I could instead use a ListState with the RocksDB state, that way only the single value being added is serialized on an add.  But the get() operation in the RocksDBListState seems very inefficient, defeating the idea of working with data sets that don't fit in memory.  It loads all values into a List instead of returning an Iterable that returns values in the list by iterating via the RockDB scan API.  Samza has the advantage here, as it provides a ordered KV state API that allows you to truly iterate over the values in RocksDB and a caching lager to batch writes into RocksDB. I am surprised there is no OrderedKeyValueStore API Flink.

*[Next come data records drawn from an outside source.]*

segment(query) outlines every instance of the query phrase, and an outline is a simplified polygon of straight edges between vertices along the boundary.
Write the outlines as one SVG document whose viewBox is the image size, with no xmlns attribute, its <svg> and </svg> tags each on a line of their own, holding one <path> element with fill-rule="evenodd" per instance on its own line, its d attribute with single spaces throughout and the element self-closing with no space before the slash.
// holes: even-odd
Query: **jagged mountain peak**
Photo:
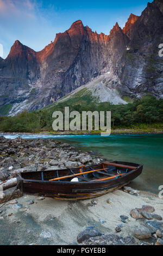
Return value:
<svg viewBox="0 0 163 256">
<path fill-rule="evenodd" d="M 80 20 L 73 22 L 69 29 L 67 31 L 70 35 L 83 35 L 85 29 L 82 21 Z"/>
<path fill-rule="evenodd" d="M 36 52 L 30 48 L 23 45 L 18 40 L 15 41 L 11 48 L 10 53 L 7 59 L 10 58 L 16 57 L 17 56 L 21 57 L 27 54 L 30 54 L 35 56 Z"/>
<path fill-rule="evenodd" d="M 127 35 L 129 35 L 128 32 L 131 29 L 133 24 L 134 24 L 134 23 L 137 20 L 139 16 L 135 15 L 132 13 L 130 14 L 127 22 L 125 25 L 125 26 L 122 29 L 124 34 L 126 34 Z"/>
<path fill-rule="evenodd" d="M 0 107 L 10 106 L 12 115 L 41 108 L 104 74 L 107 80 L 92 87 L 102 100 L 115 102 L 117 95 L 129 101 L 148 94 L 163 97 L 158 51 L 162 13 L 162 0 L 154 0 L 140 16 L 131 14 L 123 31 L 116 22 L 109 35 L 79 20 L 37 52 L 16 40 L 8 58 L 0 58 Z"/>
<path fill-rule="evenodd" d="M 113 27 L 112 29 L 110 31 L 109 36 L 115 34 L 117 32 L 122 32 L 122 29 L 119 26 L 118 22 L 116 22 L 115 25 Z"/>
</svg>

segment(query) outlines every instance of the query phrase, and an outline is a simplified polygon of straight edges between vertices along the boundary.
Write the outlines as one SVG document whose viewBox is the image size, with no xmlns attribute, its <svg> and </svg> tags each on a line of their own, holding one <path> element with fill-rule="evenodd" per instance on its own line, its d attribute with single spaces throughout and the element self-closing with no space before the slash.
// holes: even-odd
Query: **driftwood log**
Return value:
<svg viewBox="0 0 163 256">
<path fill-rule="evenodd" d="M 14 178 L 0 185 L 0 204 L 22 196 L 17 184 L 17 179 Z"/>
</svg>

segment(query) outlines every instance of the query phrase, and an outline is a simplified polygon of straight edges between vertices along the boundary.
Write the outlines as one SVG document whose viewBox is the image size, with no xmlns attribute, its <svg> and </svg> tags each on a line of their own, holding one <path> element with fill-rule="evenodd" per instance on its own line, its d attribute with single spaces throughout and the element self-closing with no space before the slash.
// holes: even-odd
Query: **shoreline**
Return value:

Given that only the RocksDB backend can store more state that can fit in memory and the cost associated with its get() method when keeping track of a list, it seems like there isn't a good solution keep track of large state in the form of a list or ordered list in Flink right now.


On Wed, Apr 20, 2016 at 10:13 AM, Till Rohrmann <[hidden email]> wrote:
The stream operator would do the following: Collecting the inputs from (x,y) and z which are already keyed. Thus, we know that x=z holds true. Using a priority queue we order the elements because we don't know how the arrive at the operator. Whenever we receive a watermark indicating that no earlier events can arrive anymore, we can go through the two priority queues to join the elements. The queues are part of the operators state so that we don't lose information in case of a recovery.

I've sketched such an operator here [1]. I hope this helps you to get started.